1 May 1975 South Cotabato

II

You want to know, companions of my youth,
How much has changed the wild but shy poet
Forever writing last poem after last poem;
You hear he’s dark as earth, barefoot,
A turban round his head, a bolo at his side,
His ballpen blown up to a long-barreled gun:
Deeper still the struggling change inside.

Like husks of coconuts he tears away
The billion layers of his selfishness.
Or learns to cage his longing like the bird
Of legend, fire, and a song within his chest.
Now of consequence is his anemia
From lack of sleep: no longer for Bohemia,
The lumpen culturati, but for the people, yes.
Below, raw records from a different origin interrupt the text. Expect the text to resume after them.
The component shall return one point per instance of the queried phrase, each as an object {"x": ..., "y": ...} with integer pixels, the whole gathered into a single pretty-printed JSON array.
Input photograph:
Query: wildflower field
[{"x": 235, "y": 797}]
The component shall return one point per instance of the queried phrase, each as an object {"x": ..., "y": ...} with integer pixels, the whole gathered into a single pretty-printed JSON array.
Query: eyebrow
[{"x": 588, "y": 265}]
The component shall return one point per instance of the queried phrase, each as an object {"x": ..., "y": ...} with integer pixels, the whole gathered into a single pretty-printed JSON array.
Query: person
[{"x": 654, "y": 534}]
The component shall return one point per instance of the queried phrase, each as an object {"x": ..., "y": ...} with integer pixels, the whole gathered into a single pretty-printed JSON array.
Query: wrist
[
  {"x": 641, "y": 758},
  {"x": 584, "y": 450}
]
He mixes metaphors but values more
A holographic and geometric memory
For mountains: not because they are there
But because the masses are there where
Routes are jigsaw puzzles he must piece together.
Though he has been called a brown Rimbaud,
He is not bandit but a people’s warrior.

November 1975 South Cotabato; Davao del Norte

III

We are tribeless and all tribes are ours.
We are homeless and all homes are ours.
We are nameless and all names are ours.
To the fascists we are the faceless enemy
Who come like thieves in the night, angels of death:
The ever-moving, shining, secret eye of the storm.

The road less travelled by we’ve taken-
And that has made all the difference:
The barefoot army of the wilderness
We all should be in time.
Awakened, the masses are Messiah.
Here among workers and peasants our lost
Generation has found its true, its only, home.

January 1976 Davao del Norte

* * * * * * * * * * *

I know. It’s Linggo ng Wika. I always make an effort, even if it’s a form of sacrilege, to translate.

Salin ng isang saknong, “Open Letters to Filipino Artists” (Mga Bukas na Liham sa mga Pilipinong Alagad ng Sining) na tula ni Eman Lacaba

Ngunit matiyagang giya at guro ang mga masa

Ng apatnapung bundok at isandaang ilog

Ng pagsasaka, pagtatanim, pag-aalaga, at pag-aani

At ng isandosenang mga wika gahigante

sa wikang banyagang nakasanayan

Tayo na kailangang lumagpas sa burgesyang pinagmulan.